L’ERRORE MASSIMO DELLA QUERCIA

La scheda bianca votata dall'Unione ha dato il segno alla prima votazione dei «grandi elettori». È stata presentata come un messaggio inviato alla Casa delle libertà, come un passaggio politico nell'attesa di un accordo bipartisan sul nome di Giorgio Napolitano. E in larga misura lo è. Però può essere vista anche in un'altra ottica, quella della preoccupazione di non bruciare la candidatura del senatore a vita, di non esporlo ad una inutile conta, di considerarlo un vero concorrente e quindi di tutelarlo per i prossimi scrutini. Il che, in altre parole, significa il tramonto dell'ipotesi di far salire Massimo D'Alema al Colle, ancora evocata da Luciano Violante, significa che esiste nel centrosinistra la consapevolezza del rischio della prova di forza centrata sulla figura del presidente ds.

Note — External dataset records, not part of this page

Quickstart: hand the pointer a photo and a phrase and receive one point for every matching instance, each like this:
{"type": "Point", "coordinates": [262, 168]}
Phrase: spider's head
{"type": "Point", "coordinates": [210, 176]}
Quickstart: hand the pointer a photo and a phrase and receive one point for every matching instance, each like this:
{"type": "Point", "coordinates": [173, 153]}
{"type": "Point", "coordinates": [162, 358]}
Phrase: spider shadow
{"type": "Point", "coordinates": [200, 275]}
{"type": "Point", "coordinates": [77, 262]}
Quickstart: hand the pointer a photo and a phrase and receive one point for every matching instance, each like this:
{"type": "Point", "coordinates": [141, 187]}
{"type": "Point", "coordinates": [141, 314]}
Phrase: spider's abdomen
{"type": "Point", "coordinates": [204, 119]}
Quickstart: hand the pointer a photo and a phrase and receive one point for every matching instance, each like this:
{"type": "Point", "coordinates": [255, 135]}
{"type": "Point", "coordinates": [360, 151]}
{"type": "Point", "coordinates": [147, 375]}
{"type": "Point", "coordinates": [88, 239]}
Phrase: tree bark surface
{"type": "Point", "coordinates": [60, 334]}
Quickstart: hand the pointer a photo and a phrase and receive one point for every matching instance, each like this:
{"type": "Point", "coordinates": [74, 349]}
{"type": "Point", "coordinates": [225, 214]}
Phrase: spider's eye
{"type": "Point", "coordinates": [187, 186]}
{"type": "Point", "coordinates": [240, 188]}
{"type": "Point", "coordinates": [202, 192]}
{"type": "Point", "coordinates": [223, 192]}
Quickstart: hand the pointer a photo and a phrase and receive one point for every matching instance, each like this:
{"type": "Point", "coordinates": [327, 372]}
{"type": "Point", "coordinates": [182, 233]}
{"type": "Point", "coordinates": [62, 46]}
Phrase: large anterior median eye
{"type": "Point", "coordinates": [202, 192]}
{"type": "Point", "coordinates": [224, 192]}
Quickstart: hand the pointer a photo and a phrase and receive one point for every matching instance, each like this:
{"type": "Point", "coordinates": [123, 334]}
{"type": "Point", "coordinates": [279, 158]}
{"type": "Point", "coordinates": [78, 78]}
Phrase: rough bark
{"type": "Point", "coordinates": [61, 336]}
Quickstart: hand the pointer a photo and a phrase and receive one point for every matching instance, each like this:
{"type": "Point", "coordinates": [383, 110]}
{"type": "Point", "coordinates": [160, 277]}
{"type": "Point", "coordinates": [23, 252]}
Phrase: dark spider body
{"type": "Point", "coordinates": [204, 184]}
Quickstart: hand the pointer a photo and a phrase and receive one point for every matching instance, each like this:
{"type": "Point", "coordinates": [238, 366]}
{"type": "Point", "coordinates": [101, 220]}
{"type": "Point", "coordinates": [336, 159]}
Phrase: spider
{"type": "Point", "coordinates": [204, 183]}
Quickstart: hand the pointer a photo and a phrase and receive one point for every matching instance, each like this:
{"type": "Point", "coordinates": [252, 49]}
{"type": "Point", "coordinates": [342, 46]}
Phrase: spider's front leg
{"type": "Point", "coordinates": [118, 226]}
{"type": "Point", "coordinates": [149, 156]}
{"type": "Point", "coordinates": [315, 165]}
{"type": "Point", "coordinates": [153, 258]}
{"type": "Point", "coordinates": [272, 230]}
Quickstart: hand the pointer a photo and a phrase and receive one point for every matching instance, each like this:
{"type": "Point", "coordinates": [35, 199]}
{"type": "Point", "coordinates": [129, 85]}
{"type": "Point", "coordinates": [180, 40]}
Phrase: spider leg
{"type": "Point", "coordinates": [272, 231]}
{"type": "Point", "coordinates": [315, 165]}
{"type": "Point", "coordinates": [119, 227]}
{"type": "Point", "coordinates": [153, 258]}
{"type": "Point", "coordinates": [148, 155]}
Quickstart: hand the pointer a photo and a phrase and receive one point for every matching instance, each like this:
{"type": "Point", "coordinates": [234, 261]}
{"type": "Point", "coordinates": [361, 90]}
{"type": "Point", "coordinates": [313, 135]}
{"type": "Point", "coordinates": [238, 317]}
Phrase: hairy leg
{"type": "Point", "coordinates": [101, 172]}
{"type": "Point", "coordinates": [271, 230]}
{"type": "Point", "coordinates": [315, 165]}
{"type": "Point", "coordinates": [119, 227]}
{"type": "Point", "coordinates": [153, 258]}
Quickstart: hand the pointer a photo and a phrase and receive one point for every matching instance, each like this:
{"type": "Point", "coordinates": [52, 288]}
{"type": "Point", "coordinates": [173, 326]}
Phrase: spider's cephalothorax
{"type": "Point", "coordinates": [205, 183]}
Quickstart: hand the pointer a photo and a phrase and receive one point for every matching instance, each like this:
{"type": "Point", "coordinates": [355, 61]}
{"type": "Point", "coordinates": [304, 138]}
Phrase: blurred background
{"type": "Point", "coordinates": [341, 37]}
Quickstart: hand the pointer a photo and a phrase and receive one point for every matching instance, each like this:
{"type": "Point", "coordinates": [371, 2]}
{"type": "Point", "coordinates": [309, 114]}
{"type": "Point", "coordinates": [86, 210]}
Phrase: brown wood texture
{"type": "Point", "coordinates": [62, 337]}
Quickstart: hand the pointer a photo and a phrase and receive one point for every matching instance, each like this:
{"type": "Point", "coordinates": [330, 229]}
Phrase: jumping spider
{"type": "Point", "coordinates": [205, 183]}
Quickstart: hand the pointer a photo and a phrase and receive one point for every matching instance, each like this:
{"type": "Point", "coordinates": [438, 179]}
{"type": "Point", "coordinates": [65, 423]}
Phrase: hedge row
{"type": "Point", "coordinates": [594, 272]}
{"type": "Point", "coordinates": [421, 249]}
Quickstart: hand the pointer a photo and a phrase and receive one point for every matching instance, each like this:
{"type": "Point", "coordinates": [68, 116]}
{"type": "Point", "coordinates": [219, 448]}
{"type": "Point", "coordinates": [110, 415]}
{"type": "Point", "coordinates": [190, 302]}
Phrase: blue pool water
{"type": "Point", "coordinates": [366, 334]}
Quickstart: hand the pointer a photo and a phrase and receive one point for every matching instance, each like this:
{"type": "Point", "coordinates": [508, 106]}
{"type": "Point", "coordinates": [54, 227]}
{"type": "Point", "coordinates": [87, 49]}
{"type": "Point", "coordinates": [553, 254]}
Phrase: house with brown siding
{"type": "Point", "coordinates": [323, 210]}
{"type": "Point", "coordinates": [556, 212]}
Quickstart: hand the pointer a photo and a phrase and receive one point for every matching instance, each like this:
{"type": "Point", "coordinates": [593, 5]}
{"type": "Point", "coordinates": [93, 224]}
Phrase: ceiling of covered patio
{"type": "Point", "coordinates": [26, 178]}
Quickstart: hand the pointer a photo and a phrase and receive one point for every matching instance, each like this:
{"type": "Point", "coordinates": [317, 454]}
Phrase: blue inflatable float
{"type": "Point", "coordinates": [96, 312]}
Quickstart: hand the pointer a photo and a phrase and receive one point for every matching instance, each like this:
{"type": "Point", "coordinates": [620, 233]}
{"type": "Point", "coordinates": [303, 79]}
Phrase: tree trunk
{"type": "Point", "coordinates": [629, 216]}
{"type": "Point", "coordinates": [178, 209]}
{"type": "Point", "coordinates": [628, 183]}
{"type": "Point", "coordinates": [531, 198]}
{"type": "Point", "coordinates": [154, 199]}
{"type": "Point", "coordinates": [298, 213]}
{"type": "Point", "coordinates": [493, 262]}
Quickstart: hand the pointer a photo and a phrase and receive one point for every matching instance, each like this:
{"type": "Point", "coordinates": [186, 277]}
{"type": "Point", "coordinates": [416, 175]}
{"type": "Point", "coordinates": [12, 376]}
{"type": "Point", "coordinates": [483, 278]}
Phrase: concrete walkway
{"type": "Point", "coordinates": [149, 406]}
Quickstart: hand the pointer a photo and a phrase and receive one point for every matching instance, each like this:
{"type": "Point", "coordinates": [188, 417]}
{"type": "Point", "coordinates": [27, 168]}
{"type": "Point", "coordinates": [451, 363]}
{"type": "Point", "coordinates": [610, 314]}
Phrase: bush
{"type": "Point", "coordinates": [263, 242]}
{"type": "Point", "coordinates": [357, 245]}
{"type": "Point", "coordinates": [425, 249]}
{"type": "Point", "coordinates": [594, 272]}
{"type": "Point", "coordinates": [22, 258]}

Da giorni, la Quercia sta scaricando le sue tensioni interne sugli assetti istituzionali e sta provocando fibrillazioni nella maggioranza parlamentare, fin dall'inizio della sua difficile navigazione. Ha pregiudicato la ricerca di una soluzione consensuale. Ha proclamato, attraverso Fassino, «la fine della guerra», ma non ha compiuto l'unico vero gesto che avrebbe dovuto sancirla, cioè un'apertura sostanziale alla Casa delle libertà. Ha mostrato un'idea proprietaria della politica, del tutto ingiustificata alla luce dei risultati elettorali. Ora è rimasta impigliata nelle sue tattiche e il suo uomo-simbolo sembra finito in fuorigioco. Il candidato è diventato un suo leader storico, la cui biografia è sottolineata dal riformismo e dall'anti-massimalismo. Un candidato talmente prezioso, che l'Unione ha preferito non esporre, anche per tutelare i propri complicati equilibri interni e per evitare che questo passaggio si trasformi in un inizio di crisi.
La difficoltà resta comunque la parola-chiave dell'elezione del successore di Ciampi. Ed è la difficoltà di partenza, anche se il cono d'ombra in cui è finita l'ambizione dei vertici ds di portare al Quirinale D'Alema indica un passo in avanti. La difficoltà di partenza consiste, va ricordato, nel riconoscimento, a cui la Casa delle libertà ha diritto, della divisione in due dell'Italia, del suo elettorato, della sua opinione pubblica e delle sue rappresentanze. Qui è necessaria la garanzia, cioè la coordinata indispensabile non solo per il mondo politico, ma per l'intera società. Tutto il resto viene dopo: le mosse, le mossette, le tattiche, i calcoli sulla stabilità del governo, le visioni sul futuro del sistema bipolare. La colpa della Quercia è di aver creato una situazione di stallo, a cui una parte dei suoi alleati cerca di porre rimedio e che il centrodestra, con i tempi e gli strumenti che ha, cioè le due votazioni di oggi, tenta di superare uscendo dalla stretta: quella tra l'essere ridotto al ruolo di semplice «portatore di voti» a sostegno di una scelta presa da altri e, all'opposto, il giocare dall'indomani, dopo la quarta votazione ed un'eventuale elezione unilaterale del presidente da parte dell'Unione, la carta della denuncia della «dittatura della maggioranza» e della mancanza di garanzie.
La scommessa di queste ore sta qui. Sta nel margine strettissimo per dare un significato compiuto all'elezione con i mitici due terzi dei voti del nuovo capo dello Stato. Sta nel senso di un possibile accordo politico su una persona. In discussione è in primo luogo Giorgio Napolitano.

Restano sullo sfondo gli altri quattro nomi della rosa, fra i quali non c'è più quello di D'Alema che è stato il simbolo di una prova di forza fallita grazie non ad un veto, ma soprattutto alla prima battaglia politica in cui la Casa delle libertà ha saputo spendere i voti della metà dell'Italia che rappresenta.